Data Preparation Guide for detecting Histopathologic Cancer Detection

Kaggle serves as a wonderful host to Data Science and Machine Learning challenges. One of them is the Histopathologic Cancer Detection Challenge. In this challenge, we are provided with a dataset of images on which we are supposed to create an algorithm (it says algorithm and not explicitly a machine learning model, so if you are a genius with an alternate way to detect metastatic cancer in images; go for it!) to detect metastatic cancer.

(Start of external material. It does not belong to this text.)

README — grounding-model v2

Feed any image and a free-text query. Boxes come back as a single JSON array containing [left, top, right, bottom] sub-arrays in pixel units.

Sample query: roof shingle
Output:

This article serves as a guide on how to prepare Kaggle’s dataset and the guide covers the following 4 things:

How to download the dataset into your notebook from Kaggle
How to augment the dataset’s images
How to balance target distributions, and split the data for training/test/validation.
How to structure data for model training in Keras

Downloading the Dataset within a notebook

Download the kaggle package using the commands below. I ran them in Google’s Colab but you should just be able to do it using your command line/Jupyter Notebook.

## Install a kaggle package to download the dataset

! pip install -q kaggle
! pip install --upgrade --force-reinstall --no-deps kaggle

In order to use Kaggle’s API to download the data with your account, you need to do the following two things.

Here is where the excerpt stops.